Wouldn't it be great if you could enter one retail outlet and buy all the things you need for all the wedding affairs?
While that may be a stretch, Gitanjali came quite close to the concept. The jewellery mughal took this initiative to provide one-stop wedding solutions under one roof.
Welcome to Gitanjali Wedding Festival, a huge “wedding fair” that was organised at the Grand Ballroom of Radisson Water Garden Hotel.
The two-day fair kicked off on the 29th of September and continued until 11 pm on the 30th of September.
Simply put, the festival was a one-stop event for wedding solutions. Anything that comes on your mind that is associated with weddings was there for you to pick from.
Therefore, it was no surprise that the environment in the ballroom was vibrant and very enchanting. The band, every now and then playing the traditional trumpet music you hear at weddings, made the atmosphere very festive indeed.

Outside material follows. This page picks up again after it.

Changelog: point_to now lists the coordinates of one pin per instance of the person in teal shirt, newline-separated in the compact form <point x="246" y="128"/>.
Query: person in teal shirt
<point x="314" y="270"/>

The stalls collectively offered everything a person needs for a wedding, such as jewellery, wedding attire, wedding planners, parlours, wedding photographers, floral decoration companies, printers of invitation cards, caterers, trousseau packing and almost all the related requirements.
Gitanjali, an Indian jewellery brand, is the pioneer in offering diamond studded jewellery at affordable prices, featuring standardised designs, quality and pricing across regions. The international brand has earned raving success and operates in many countries across the globe. It has, so far, introduced five brands in our country: Beautifully You, Nakshatra, Parineeta, Asmi and Nizam.
The stall of Gitanjali Lifestyle, at the center of the ballroom, featured all its five brands and offered a twenty-five percent discount on all its offers.
Many designers from the stalls of many national and international brands gave free gifts and discounts of up to ten percent.
Khan Brothers, too, offered a discount of twenty percent. The stall of Khan Brothers was an innovative one indeed, featuring a horse wagon, on which their wedding attires were displayed.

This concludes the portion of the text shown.